What would y’all do for this oyster rash? On the center poling strake. Thumb for scale..


----------



## emptysea (Jul 14, 2019)

contact spectrum color for gelcoat paste repair kit


----------



## dbrady784 (Feb 17, 2014)

Could use marine Tex, but will likely happen again.


----------



## BrownDog (Jun 22, 2019)

Scrape off any loose chips. Clean well.
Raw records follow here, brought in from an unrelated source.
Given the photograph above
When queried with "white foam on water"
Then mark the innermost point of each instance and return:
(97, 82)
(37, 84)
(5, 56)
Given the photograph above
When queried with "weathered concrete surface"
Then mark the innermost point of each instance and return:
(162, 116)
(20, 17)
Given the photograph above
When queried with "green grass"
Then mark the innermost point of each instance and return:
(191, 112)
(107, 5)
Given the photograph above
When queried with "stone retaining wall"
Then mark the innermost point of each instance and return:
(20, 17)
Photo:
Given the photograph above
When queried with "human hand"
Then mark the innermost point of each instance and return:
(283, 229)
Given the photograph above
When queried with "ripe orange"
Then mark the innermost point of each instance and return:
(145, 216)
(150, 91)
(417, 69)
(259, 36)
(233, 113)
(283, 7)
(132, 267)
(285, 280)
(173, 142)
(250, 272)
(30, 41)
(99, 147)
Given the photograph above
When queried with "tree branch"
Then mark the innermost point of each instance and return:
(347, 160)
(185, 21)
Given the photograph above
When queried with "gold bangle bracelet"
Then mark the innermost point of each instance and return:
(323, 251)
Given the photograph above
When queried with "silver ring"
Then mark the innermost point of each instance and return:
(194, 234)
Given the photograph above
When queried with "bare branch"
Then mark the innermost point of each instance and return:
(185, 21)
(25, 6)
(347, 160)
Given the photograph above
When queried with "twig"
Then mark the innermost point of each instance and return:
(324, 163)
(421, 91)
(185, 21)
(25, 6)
Dab in some gelcoat or filler of your choice then sand.


----------



## MudSkipper (Jan 11, 2021)

This will cure your rash!


----------



## bw510 (Sep 1, 2011)

Could there be a small air pocket under there? 
My skiff has oyster rash all over it but nothing loose like that


----------



## tcov (Apr 7, 2018)

MudSkipper said:


> View attachment 168780
> 
> 
> This will cure your rash!


Ha, perfect!


----------



## tcov (Apr 7, 2018)

bw510 said:


> Could there be a small air pocket under there?
> My skiff has oyster rash all over it but nothing loose like that


Maybe? I can be a little rough at times on it.


----------



## Redbelly (Jan 23, 2016)

I applied Marinetex and I think its more durable than gelcoat. I fish in the land of oysters.


----------



## FSUDrew99 (Feb 3, 2015)

Dremel out rough or chipped areas, clean with acetone and apply a mixed w/ wax gelcoat color to match or buy the spectrum patch premade gelcoat and add catalyst. Apply thicker to account for shrinkage, sand down with 400-1500 grit and buff out and wax, done!


----------



## Smackdaddy53 (Dec 31, 2012)

FSUDrew99 said:


> Dremel out rough or chipped areas, clean with acetone and apply a mixed w/ wax gelcoat color to match or buy the spectrum patch premade gelcoat and add catalyst. Apply thicker to account for shrinkage, sand down with 400-1500 grit and buff out and wax, done!


Mixed with MarineTex?


----------



## BrownDog (Jun 22, 2019)

Smackdaddy53 said:


> Mixed with MarineTex?


I think he was saying "a mixed w/ wax gelcoat color to match " = a gelcoat with wax additive.


----------



## FSUDrew99 (Feb 3, 2015)

BrownDog said:


> I think he was saying "a mixed w/ wax gelcoat color to match " = a gelcoat with wax additive.


Yes sorry gelcoat WITH wax and then add your MEKP


----------